Telomere Attrition in Neurodegenerative Disorders
Levstek T, Kozjek E, Dolžan V, Trebušak Podkrajšek K. Telomere Attrition in Neurodegenerative Disorders. Front Cell Neurosci. 2020 Jul 15;14:219. doi: 10.3389/fncel.2020.00219. PMID: 32760251; PMCID: PMC7373805.
Telomere attrition is found in a number of disorders and studies have tried to understand the relationship between TL length and these disorders. This paper reviews the literature concerning TL, AD, and PD. Telomere length is maintained by telomerase and, while its activity in the brain decreases after birth, there is high activity in neuronal stem cells and neuronal progenitor cells. There are only inconsistent results between cognitive performance and TL.
Results in AD studies have been contradictory. Telomere shortening and reduced telomerase activity was found in rat microglial cells, but in aged telomerase knockout mice had decreased progression of amyloid plaque pathology. The authors think small study cohorts may be responsible for the inconsistencies since a meta-analysis showed more consistent evidence for shorter telomeres in AD.

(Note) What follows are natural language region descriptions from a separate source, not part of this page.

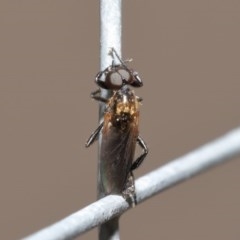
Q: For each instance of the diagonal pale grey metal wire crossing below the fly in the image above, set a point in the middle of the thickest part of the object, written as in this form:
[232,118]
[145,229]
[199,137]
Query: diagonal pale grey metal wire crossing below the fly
[220,150]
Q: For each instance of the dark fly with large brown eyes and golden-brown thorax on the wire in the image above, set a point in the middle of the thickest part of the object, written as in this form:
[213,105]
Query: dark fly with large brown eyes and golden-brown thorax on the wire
[119,130]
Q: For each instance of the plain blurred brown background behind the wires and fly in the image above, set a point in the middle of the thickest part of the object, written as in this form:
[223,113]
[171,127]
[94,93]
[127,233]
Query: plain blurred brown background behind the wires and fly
[188,55]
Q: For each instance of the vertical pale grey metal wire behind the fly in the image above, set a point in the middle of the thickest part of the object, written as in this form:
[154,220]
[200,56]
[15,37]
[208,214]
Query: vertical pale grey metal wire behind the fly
[111,24]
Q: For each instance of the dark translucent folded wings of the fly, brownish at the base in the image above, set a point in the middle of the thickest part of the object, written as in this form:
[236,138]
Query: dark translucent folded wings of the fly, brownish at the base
[117,153]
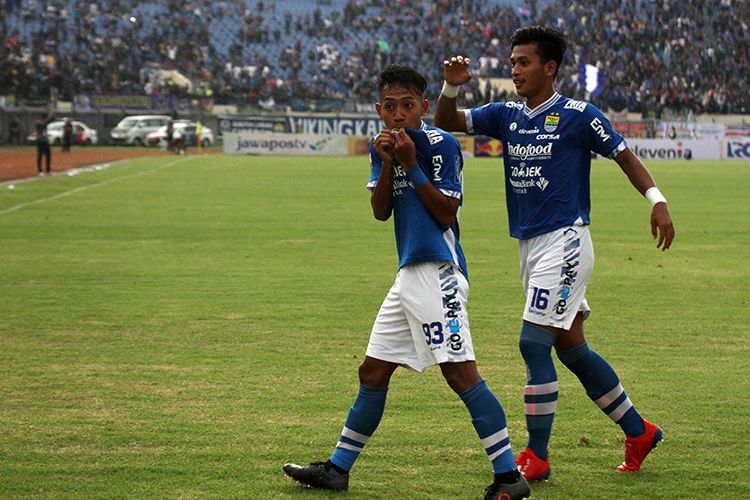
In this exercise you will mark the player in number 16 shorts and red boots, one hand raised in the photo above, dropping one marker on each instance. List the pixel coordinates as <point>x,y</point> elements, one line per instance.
<point>547,143</point>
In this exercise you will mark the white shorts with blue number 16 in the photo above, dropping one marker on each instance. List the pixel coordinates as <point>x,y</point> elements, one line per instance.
<point>555,271</point>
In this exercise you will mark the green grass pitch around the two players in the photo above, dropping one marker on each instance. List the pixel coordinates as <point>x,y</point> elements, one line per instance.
<point>181,327</point>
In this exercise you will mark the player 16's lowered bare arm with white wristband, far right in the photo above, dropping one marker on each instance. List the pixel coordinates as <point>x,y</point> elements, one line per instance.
<point>640,178</point>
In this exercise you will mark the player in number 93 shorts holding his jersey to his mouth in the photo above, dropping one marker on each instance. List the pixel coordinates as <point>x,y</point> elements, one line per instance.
<point>423,321</point>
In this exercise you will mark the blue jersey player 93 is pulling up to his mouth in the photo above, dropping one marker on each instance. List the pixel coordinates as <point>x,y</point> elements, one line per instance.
<point>419,238</point>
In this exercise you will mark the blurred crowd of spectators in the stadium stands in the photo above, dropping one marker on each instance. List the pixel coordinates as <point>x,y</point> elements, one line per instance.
<point>687,56</point>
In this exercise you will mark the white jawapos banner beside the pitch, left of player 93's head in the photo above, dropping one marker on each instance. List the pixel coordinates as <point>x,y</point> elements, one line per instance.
<point>260,143</point>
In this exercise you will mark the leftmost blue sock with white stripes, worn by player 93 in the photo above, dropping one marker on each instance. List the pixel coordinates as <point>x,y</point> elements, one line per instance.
<point>364,417</point>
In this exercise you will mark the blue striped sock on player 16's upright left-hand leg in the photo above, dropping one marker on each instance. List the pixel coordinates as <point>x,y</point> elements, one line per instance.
<point>540,393</point>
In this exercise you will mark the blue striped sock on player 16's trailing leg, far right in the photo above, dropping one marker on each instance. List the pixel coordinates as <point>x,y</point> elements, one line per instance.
<point>603,387</point>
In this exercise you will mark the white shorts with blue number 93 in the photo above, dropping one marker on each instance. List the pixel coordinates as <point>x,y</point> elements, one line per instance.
<point>423,320</point>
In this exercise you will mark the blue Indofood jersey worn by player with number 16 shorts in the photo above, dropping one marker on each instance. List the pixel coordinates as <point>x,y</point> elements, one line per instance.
<point>547,159</point>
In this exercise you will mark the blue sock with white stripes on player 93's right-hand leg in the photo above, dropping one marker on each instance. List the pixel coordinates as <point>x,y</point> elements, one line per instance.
<point>488,418</point>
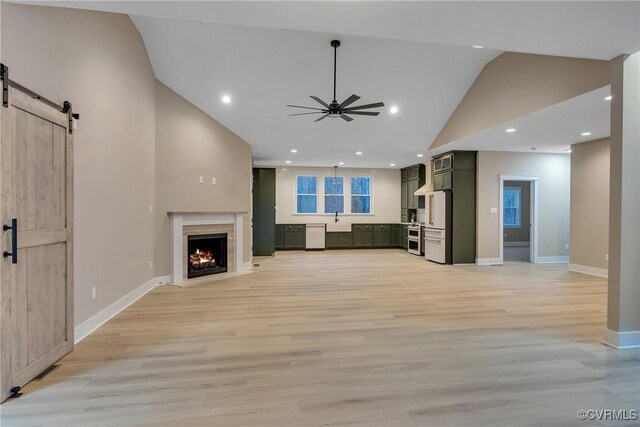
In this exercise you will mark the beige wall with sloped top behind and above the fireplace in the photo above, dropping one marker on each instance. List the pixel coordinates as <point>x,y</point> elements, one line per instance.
<point>191,144</point>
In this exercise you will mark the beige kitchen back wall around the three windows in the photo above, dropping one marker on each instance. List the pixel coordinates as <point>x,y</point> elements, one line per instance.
<point>385,195</point>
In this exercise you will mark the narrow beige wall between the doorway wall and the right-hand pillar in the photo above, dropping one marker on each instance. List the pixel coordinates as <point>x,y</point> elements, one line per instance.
<point>590,204</point>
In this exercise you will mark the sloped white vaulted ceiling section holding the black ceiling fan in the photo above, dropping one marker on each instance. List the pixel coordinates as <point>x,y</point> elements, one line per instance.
<point>265,69</point>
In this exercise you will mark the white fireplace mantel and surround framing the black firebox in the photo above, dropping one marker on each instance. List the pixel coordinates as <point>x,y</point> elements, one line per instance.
<point>181,219</point>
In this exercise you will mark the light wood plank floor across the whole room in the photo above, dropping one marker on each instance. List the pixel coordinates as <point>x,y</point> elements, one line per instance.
<point>366,338</point>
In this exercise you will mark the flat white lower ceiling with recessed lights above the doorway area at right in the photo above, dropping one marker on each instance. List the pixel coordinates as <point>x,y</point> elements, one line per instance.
<point>550,130</point>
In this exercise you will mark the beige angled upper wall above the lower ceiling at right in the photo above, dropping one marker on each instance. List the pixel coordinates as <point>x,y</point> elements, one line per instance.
<point>515,84</point>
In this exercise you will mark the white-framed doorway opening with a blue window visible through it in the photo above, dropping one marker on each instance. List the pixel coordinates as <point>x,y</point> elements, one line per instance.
<point>518,218</point>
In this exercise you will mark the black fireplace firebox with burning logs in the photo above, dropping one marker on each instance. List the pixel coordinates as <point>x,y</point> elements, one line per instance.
<point>206,254</point>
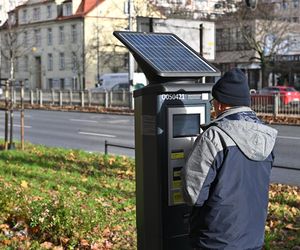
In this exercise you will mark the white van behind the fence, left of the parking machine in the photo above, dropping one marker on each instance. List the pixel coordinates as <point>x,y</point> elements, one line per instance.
<point>108,81</point>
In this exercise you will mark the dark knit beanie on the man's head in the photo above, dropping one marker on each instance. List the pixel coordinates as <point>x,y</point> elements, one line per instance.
<point>232,89</point>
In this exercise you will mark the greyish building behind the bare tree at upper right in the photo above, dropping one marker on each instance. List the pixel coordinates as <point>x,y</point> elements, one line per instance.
<point>267,49</point>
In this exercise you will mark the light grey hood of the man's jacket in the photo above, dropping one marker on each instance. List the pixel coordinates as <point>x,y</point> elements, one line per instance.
<point>253,138</point>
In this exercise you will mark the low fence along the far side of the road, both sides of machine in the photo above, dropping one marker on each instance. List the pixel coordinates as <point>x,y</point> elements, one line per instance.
<point>276,105</point>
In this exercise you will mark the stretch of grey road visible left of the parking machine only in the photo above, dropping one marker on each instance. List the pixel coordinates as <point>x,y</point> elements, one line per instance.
<point>77,130</point>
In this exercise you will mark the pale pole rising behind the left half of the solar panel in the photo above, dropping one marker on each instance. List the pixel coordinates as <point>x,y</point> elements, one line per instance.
<point>130,57</point>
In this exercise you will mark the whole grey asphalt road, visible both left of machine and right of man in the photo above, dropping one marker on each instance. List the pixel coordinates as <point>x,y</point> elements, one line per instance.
<point>88,131</point>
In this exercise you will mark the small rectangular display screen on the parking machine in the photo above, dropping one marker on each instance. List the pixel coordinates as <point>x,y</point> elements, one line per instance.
<point>186,125</point>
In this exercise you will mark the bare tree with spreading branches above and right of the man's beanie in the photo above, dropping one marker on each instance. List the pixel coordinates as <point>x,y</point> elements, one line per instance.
<point>265,32</point>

They concluded that telomere length is a questionable biomarker for clinical use because it has low specificity and sensitivity. It could still be important because it is unclear whether telomere length is a cause or consequence of age-related disorders, but should be understood in the context of other markers.
It was interesing because I expected telomeres to be reliable biomarkers since they are a major part of cellular senescence. However, with better methods and the longitudinal studies that the authors recommend, there may be important relationships to be discovered that could contribute to the explanation of AD pathogenesis and the role of senescence.